Physical Safety
Physical safety concerns how embodied agents avoid harming humans, themselves, or the environment during operation.
It goes beyond simple obstacle avoidance to include safe interaction when touching people or objects, preventing falls or drops, and ensuring the robot does not cause damage even when things go wrong. Core techniques include collision avoidance, compliant (soft and forgiving) control, and fail-safe mechanisms that bring the robot to a safe stop if something unexpected happens.
Challenges
Several factors make physical safety especially difficult for embodied AGI. Human behavior is often unpredictable — people move suddenly, reach into the robot’s workspace, or change plans without warning. Contact-rich tasks, such as handing over objects or assisting with dressing, involve close physical interaction where even small force errors can cause discomfort or injury.
Guaranteeing safety in completely open, unstructured environments is extremely hard because it is impossible to predict every possible scenario in advance. The robot must handle novel situations while still operating reliably and safely.
Approaches
Current solutions rely on runtime monitoring (constantly checking sensor data for dangerous situations), uncertainty-aware planning (being more cautious when the robot is unsure), and hardware-level safeguards such as compliant joints, force-limited actuators, and emergency stop systems. Many systems also use layered safety architectures — combining fast reactive reflexes with slower deliberative checks.
Simulation-based safety testing and formal verification methods are increasingly used to catch potential failure modes before deployment.
The Future: Inherently Safe Embodied AGI
Future embodied AGI will move toward inherently safe design, where safety is built into the system at every level — from body morphology and actuators to learning algorithms and high-level reasoning. Agents will learn safe behavior through experience while maintaining strong guarantees that they will not cause harm.
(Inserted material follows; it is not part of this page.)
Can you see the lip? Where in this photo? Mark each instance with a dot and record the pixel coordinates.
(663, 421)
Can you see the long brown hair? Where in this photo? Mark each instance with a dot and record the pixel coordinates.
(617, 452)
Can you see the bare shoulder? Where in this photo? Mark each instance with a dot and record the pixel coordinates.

With advanced predictive processing, rich multimodal sensing, and adaptive compliance, robots will be able to work in very close proximity to people — assisting in homes, providing caregiving, or collaborating side-by-side in workplaces and public spaces — with a level of safety and trustworthiness that feels natural and reassuring.
Achieving inherently safe embodied AGI will be one of the most important requirements for widespread adoption. When robots can safely share physical space with humans and operate reliably in open environments, the door opens to truly transformative applications while maintaining public trust and minimizing risk.